An Analysis and Mitigation of the Reversal Curse
Ang Lv, Kaiyi Zhang, Shufang Xie, Quan Tu, Yuhan Chen, Ji-Rong Wen, Rui Yan
TL;DR
The paper investigates the reversal curse in LLMs, where models correctly infer a from a but fail to infer a from b via the inverse relation. It attributes at least part of this phenomenon to the next-token prediction objective and demonstrates that ABI-like training can mitigate the effect. The authors introduce BICO, a fine-tuning framework that enables bidirectional attention for causal LMs and combines a masked denoising objective with controlled NTP updates to preserve generation.
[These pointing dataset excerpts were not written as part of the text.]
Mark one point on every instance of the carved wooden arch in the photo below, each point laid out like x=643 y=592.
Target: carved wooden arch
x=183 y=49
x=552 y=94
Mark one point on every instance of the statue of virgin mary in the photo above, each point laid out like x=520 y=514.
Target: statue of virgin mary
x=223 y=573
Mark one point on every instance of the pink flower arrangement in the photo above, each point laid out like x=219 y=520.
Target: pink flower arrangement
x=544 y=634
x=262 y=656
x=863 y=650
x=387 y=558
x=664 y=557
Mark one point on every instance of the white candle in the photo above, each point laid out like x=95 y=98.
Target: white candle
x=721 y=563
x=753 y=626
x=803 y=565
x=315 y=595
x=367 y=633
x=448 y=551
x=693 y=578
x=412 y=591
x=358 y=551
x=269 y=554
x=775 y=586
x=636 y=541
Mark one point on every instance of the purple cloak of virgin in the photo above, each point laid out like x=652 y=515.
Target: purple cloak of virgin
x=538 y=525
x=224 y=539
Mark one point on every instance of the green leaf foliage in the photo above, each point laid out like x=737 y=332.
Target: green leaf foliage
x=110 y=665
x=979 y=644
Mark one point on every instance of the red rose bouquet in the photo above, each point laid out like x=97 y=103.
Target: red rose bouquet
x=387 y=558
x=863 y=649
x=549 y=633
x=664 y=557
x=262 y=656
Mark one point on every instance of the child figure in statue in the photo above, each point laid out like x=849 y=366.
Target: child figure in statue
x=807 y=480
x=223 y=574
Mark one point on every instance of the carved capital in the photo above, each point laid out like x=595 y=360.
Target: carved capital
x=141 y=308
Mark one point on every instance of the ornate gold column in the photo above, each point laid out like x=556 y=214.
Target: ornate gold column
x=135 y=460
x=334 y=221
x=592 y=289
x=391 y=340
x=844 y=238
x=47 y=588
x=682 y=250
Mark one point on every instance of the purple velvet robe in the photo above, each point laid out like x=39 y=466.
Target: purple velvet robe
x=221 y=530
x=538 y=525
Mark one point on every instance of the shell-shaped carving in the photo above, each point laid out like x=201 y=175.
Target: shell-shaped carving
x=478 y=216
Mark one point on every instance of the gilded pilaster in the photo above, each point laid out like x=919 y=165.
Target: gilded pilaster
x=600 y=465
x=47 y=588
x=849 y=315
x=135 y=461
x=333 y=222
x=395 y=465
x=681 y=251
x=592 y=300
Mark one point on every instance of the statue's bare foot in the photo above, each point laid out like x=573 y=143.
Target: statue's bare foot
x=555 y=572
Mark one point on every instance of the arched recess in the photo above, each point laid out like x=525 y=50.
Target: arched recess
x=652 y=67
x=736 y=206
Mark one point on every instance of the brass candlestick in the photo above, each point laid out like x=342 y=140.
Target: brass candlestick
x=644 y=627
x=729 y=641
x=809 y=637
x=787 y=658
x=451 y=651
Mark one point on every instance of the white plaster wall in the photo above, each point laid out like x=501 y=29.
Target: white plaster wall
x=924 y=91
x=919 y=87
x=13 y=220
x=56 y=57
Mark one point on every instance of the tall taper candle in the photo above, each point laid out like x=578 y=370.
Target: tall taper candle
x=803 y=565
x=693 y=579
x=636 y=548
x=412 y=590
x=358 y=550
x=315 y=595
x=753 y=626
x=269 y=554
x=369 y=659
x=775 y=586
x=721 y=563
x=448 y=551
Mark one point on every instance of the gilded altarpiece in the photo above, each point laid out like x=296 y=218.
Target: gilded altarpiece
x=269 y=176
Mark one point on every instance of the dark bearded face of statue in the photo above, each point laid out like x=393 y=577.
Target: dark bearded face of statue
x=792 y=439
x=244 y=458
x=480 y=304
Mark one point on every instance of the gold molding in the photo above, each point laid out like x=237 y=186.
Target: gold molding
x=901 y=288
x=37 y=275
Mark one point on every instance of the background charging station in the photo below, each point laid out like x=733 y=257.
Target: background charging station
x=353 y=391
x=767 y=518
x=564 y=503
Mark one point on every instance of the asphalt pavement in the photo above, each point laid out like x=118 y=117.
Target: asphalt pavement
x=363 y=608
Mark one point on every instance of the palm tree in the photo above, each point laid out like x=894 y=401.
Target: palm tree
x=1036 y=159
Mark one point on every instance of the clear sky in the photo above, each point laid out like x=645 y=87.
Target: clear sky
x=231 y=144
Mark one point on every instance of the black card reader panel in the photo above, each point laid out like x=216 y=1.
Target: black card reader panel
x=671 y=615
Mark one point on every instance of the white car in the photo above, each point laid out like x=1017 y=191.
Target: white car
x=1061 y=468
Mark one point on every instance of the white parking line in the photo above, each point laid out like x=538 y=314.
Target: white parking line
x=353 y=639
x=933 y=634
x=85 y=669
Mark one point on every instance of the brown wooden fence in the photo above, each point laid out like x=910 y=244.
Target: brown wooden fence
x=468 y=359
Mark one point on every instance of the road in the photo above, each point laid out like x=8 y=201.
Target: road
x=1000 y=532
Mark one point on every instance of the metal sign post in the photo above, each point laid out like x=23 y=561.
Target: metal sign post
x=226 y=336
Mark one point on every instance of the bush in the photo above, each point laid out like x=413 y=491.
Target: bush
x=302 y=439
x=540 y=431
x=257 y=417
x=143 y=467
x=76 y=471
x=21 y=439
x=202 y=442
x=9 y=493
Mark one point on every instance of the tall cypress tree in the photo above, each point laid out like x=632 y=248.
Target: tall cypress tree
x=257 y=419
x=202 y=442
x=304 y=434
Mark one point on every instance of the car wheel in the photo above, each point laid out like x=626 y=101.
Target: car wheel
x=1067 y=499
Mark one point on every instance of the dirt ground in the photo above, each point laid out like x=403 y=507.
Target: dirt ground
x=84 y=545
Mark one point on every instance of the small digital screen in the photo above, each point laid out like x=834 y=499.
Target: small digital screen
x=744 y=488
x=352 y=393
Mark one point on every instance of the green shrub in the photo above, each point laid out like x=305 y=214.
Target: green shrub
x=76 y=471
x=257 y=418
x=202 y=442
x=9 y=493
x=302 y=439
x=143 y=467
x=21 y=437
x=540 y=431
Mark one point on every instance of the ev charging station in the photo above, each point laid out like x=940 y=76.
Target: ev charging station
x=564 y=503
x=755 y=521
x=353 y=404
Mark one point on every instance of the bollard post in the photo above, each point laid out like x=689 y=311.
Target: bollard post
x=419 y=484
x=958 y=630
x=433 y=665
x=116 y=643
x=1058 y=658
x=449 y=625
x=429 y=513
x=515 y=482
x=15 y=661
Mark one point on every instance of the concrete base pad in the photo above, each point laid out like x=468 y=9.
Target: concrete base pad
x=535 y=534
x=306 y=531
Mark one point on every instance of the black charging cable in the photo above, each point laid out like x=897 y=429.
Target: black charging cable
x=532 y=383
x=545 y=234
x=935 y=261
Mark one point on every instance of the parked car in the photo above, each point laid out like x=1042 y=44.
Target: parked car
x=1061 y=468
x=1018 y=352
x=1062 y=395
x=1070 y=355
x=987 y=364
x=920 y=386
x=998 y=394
Across synthetic name–description data, GSM8k-style backward math, and translation tasks, BICO substantially reduces reversal errors (up to ~70% reverse-task accuracy) while maintaining forward performance, highlighting the impact of training objectives on reasoning capabilities and offering a practical mitigation strategy.
Abstract
Recent research observed a noteworthy phenomenon in large language models (LLMs), referred to as the ``reversal curse.'' The reversal curse is that when dealing with two entities, denoted as $a$ and $b$, connected by their relation $R$ and its inverse $R^{-1}$, LLMs excel in handling sequences in the form of ``$aRb$,'' but encounter challenges when processing ``$bR^{-1}a$,'' whether in generation or comprehension. For instance, GPT-4 can accurately respond to the query ``Tom Cruise's mother is?'' with ``Mary Lee Pfeiffer,'' but it struggles to provide a satisfactory answer when asked ``Mary Lee Pfeiffer's son is?'' In this paper, we undertake the first-ever study of how the reversal curse happens in LLMs. Our investigations reveal that the reversal curse can stem from the specific training objectives, which become particularly evident in the widespread use of next-token prediction within most causal language models. We hope this initial investigation can draw more attention to the reversal curse, as well as other underlying limitations in current LLMs.